27 March 2026
Publication series – 3 of 80 Insights
The Flensburg Regional Court (Case No. 6 O 49/24) has ruled on the interpretation of a contractual provision regarding the calculation of lump-sum damages for falling short of a guaranteed technical availability of wind turbines. The wind farm operator demanded further compensation from the manufacturer and maintenance contractor, in addition to an amount already calculated according to the EEG feed-in tariff, as part of the settlement of the availability guarantee. This was because the wind farm operator was of the view that the loss of earnings should be calculated on the basis of the higher market price for electricity during the relevant period.
The court dismissed the claim ruling that the decisive factor was not the market price, but the feed-in tariff set under the EEG. The court considered it decisive that the contractual compensation provision of the availability guarantee, as lump-sum damages, was embedded within an overall regulatory framework limiting liability and could therefore not be interpreted as a claim to the full realisation of any potential market profit.

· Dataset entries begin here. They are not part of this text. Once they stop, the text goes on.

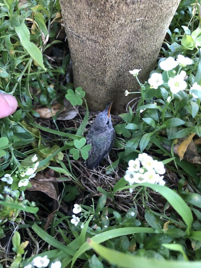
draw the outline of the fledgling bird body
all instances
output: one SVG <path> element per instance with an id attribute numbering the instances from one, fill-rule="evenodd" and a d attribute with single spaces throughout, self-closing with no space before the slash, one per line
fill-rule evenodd
<path id="1" fill-rule="evenodd" d="M 87 143 L 91 145 L 89 157 L 86 161 L 87 168 L 96 168 L 99 163 L 112 147 L 115 131 L 111 120 L 110 110 L 112 102 L 96 116 L 87 135 Z"/>

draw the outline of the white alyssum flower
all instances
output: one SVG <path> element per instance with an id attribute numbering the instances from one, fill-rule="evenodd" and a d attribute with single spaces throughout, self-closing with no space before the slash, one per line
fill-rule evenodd
<path id="1" fill-rule="evenodd" d="M 142 166 L 140 167 L 140 165 Z M 154 160 L 151 157 L 143 153 L 139 154 L 135 160 L 129 161 L 124 178 L 130 185 L 148 182 L 164 185 L 165 184 L 163 180 L 164 176 L 160 175 L 165 172 L 162 162 Z M 129 191 L 131 193 L 133 189 L 130 188 Z"/>
<path id="2" fill-rule="evenodd" d="M 149 169 L 152 169 L 153 167 L 153 165 L 154 162 L 154 160 L 151 156 L 147 155 L 147 156 L 142 160 L 141 163 L 146 169 L 148 170 Z"/>
<path id="3" fill-rule="evenodd" d="M 177 61 L 182 67 L 185 67 L 187 65 L 190 65 L 193 63 L 193 61 L 188 57 L 184 57 L 183 55 L 178 55 Z"/>
<path id="4" fill-rule="evenodd" d="M 134 182 L 136 183 L 142 183 L 147 182 L 146 177 L 144 174 L 138 173 L 136 173 L 134 176 Z"/>
<path id="5" fill-rule="evenodd" d="M 173 94 L 178 93 L 180 90 L 184 90 L 187 86 L 187 84 L 184 80 L 184 77 L 180 75 L 170 78 L 168 84 L 170 87 L 170 91 Z"/>
<path id="6" fill-rule="evenodd" d="M 78 204 L 75 204 L 74 205 L 74 208 L 73 210 L 73 212 L 75 214 L 77 214 L 81 212 L 82 207 L 80 205 Z"/>
<path id="7" fill-rule="evenodd" d="M 147 181 L 150 183 L 155 183 L 158 182 L 159 180 L 159 175 L 156 174 L 153 169 L 148 170 L 145 173 L 144 175 L 146 178 Z"/>
<path id="8" fill-rule="evenodd" d="M 72 215 L 73 218 L 70 220 L 70 222 L 75 226 L 76 226 L 80 221 L 80 219 L 78 217 L 76 217 L 75 215 Z"/>
<path id="9" fill-rule="evenodd" d="M 43 257 L 38 256 L 34 258 L 32 261 L 32 264 L 38 268 L 42 268 L 47 267 L 49 262 L 50 260 L 48 259 L 47 256 L 46 255 Z"/>
<path id="10" fill-rule="evenodd" d="M 29 168 L 25 172 L 25 175 L 26 176 L 30 176 L 33 174 L 35 172 L 35 170 L 33 168 Z"/>
<path id="11" fill-rule="evenodd" d="M 144 170 L 142 168 L 140 168 L 140 169 L 139 169 L 139 171 L 140 173 L 141 173 L 142 174 L 143 174 L 143 173 L 144 173 Z"/>
<path id="12" fill-rule="evenodd" d="M 174 60 L 172 57 L 169 57 L 161 61 L 159 64 L 161 68 L 164 71 L 169 71 L 175 68 L 178 65 L 178 62 Z"/>
<path id="13" fill-rule="evenodd" d="M 31 161 L 32 162 L 35 162 L 38 160 L 38 158 L 36 156 L 36 154 L 35 154 L 34 156 L 31 158 Z"/>
<path id="14" fill-rule="evenodd" d="M 18 187 L 21 187 L 22 186 L 27 186 L 29 180 L 28 179 L 24 179 L 23 180 L 21 180 L 18 183 Z"/>
<path id="15" fill-rule="evenodd" d="M 129 71 L 129 72 L 131 75 L 132 75 L 134 76 L 136 76 L 138 75 L 139 72 L 141 70 L 141 69 L 134 69 L 132 71 Z"/>
<path id="16" fill-rule="evenodd" d="M 31 179 L 32 179 L 32 178 L 34 178 L 36 174 L 36 172 L 35 173 L 33 173 L 33 174 L 32 174 L 29 177 L 29 180 L 30 180 Z"/>
<path id="17" fill-rule="evenodd" d="M 198 96 L 196 94 L 195 94 L 195 93 L 193 93 L 193 92 L 192 92 L 192 91 L 193 90 L 197 90 L 198 91 L 200 91 L 200 93 L 201 93 L 201 86 L 200 86 L 198 84 L 198 83 L 196 82 L 192 85 L 190 89 L 190 93 L 191 94 L 192 94 L 193 97 L 196 98 L 196 99 L 197 99 L 198 98 Z"/>
<path id="18" fill-rule="evenodd" d="M 32 266 L 31 264 L 28 264 L 28 265 L 26 265 L 26 266 L 24 266 L 24 268 L 31 268 Z"/>
<path id="19" fill-rule="evenodd" d="M 5 174 L 1 180 L 2 181 L 5 181 L 8 184 L 11 184 L 13 182 L 13 179 L 10 174 Z"/>
<path id="20" fill-rule="evenodd" d="M 156 172 L 160 174 L 165 173 L 166 170 L 163 163 L 162 162 L 159 162 L 157 160 L 154 160 L 154 162 L 155 164 L 154 169 Z"/>
<path id="21" fill-rule="evenodd" d="M 129 94 L 130 94 L 130 92 L 128 90 L 126 90 L 124 92 L 124 95 L 125 96 L 127 96 Z"/>
<path id="22" fill-rule="evenodd" d="M 140 161 L 138 158 L 136 158 L 135 160 L 130 160 L 128 162 L 128 170 L 131 172 L 138 171 L 140 166 Z"/>
<path id="23" fill-rule="evenodd" d="M 51 264 L 50 268 L 61 268 L 61 263 L 59 260 L 57 260 L 55 262 Z"/>
<path id="24" fill-rule="evenodd" d="M 161 73 L 154 73 L 148 79 L 148 83 L 150 85 L 151 88 L 157 89 L 159 85 L 163 83 L 163 77 Z"/>
<path id="25" fill-rule="evenodd" d="M 39 165 L 39 162 L 38 161 L 34 164 L 34 172 L 37 169 L 38 165 Z"/>

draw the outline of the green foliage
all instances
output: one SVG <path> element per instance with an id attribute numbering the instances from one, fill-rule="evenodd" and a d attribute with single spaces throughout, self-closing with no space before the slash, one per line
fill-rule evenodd
<path id="1" fill-rule="evenodd" d="M 74 140 L 74 145 L 75 148 L 72 148 L 70 150 L 70 152 L 72 154 L 74 159 L 77 160 L 79 159 L 80 152 L 83 159 L 85 160 L 88 158 L 89 157 L 88 152 L 91 148 L 91 146 L 89 144 L 85 145 L 86 142 L 85 138 L 82 138 L 79 140 Z"/>
<path id="2" fill-rule="evenodd" d="M 83 102 L 83 98 L 85 95 L 85 92 L 82 90 L 80 87 L 77 88 L 74 92 L 72 89 L 68 89 L 65 97 L 73 106 L 76 105 L 81 105 Z"/>

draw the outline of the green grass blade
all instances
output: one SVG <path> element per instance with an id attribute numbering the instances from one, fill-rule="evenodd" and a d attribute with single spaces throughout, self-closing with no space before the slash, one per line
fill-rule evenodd
<path id="1" fill-rule="evenodd" d="M 10 203 L 6 201 L 0 201 L 0 205 L 2 205 L 4 207 L 10 207 L 12 209 L 16 209 L 19 210 L 23 210 L 26 212 L 35 214 L 38 211 L 38 208 L 28 207 L 25 205 L 20 205 L 14 203 Z"/>
<path id="2" fill-rule="evenodd" d="M 72 139 L 73 140 L 79 139 L 81 137 L 78 136 L 74 134 L 71 134 L 65 132 L 62 132 L 61 131 L 59 131 L 58 130 L 55 130 L 54 129 L 51 129 L 47 128 L 45 128 L 42 126 L 39 126 L 39 125 L 36 125 L 35 124 L 32 124 L 33 126 L 36 128 L 43 130 L 43 131 L 48 132 L 49 133 L 52 133 L 52 134 L 55 134 L 62 137 L 67 137 L 69 139 Z"/>
<path id="3" fill-rule="evenodd" d="M 95 236 L 92 239 L 93 239 L 93 241 L 95 242 L 100 243 L 104 242 L 109 239 L 111 239 L 118 236 L 139 233 L 153 233 L 154 231 L 154 229 L 151 228 L 135 227 L 120 228 L 102 233 Z M 91 247 L 87 242 L 85 242 L 82 245 L 76 252 L 72 259 L 71 268 L 73 267 L 77 259 L 85 251 L 91 248 Z"/>
<path id="4" fill-rule="evenodd" d="M 121 191 L 130 188 L 135 188 L 138 186 L 145 186 L 149 187 L 152 189 L 159 193 L 166 199 L 170 204 L 179 214 L 187 225 L 186 232 L 189 235 L 190 230 L 193 221 L 193 216 L 191 210 L 185 202 L 179 195 L 173 190 L 168 187 L 159 185 L 158 184 L 144 183 L 137 183 L 133 185 L 124 186 L 117 189 L 117 191 Z M 113 194 L 114 193 L 113 193 Z"/>
<path id="5" fill-rule="evenodd" d="M 185 260 L 188 260 L 181 245 L 175 243 L 175 244 L 162 244 L 162 245 L 170 250 L 179 251 L 182 254 Z"/>
<path id="6" fill-rule="evenodd" d="M 173 260 L 160 260 L 152 259 L 147 259 L 131 254 L 123 253 L 106 248 L 88 239 L 90 247 L 102 258 L 110 263 L 118 265 L 122 268 L 199 268 L 201 262 L 185 262 Z"/>
<path id="7" fill-rule="evenodd" d="M 83 121 L 81 124 L 79 128 L 77 130 L 77 131 L 76 132 L 76 135 L 78 136 L 81 136 L 83 132 L 84 131 L 84 129 L 86 127 L 86 126 L 87 125 L 88 122 L 88 121 L 89 120 L 89 109 L 88 109 L 87 102 L 84 98 L 83 98 L 84 101 L 85 103 L 86 106 L 86 113 L 84 118 Z"/>
<path id="8" fill-rule="evenodd" d="M 42 53 L 35 44 L 30 42 L 30 33 L 25 24 L 22 22 L 20 26 L 16 26 L 15 29 L 24 48 L 38 65 L 46 71 L 46 69 L 43 64 Z"/>

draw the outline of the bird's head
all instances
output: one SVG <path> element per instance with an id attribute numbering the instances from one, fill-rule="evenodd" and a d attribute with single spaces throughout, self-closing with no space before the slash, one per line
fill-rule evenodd
<path id="1" fill-rule="evenodd" d="M 109 102 L 105 110 L 97 116 L 93 124 L 94 129 L 104 132 L 113 128 L 110 114 L 112 104 L 112 101 Z"/>

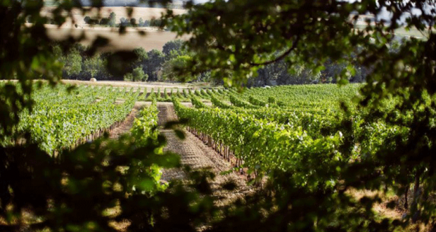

The decision is convincing. Within the framework of the availability guarantee, the parties establish a simplified, flat-rate method for calculating damages in the event of loss of revenue if the guaranteed availability is not achieved. Comprehensive compensation for the loss of revenue had not been agreed. Against this background, it seems logical to base the calculation not on the fluctuating electricity market price, but on the EEG remuneration determined by law. A market-price-based approach would have significantly expanded the agreed liability model in economic terms and would have meant complete compensation for lost revenue. The wind farm operator was not unduly disadvantaged by this interpretation, as it probably calculated the economic viability of the purchase and operation of the wind turbines on the basis of the guaranteed EEG feed-in tariff rather than a potentially higher market price.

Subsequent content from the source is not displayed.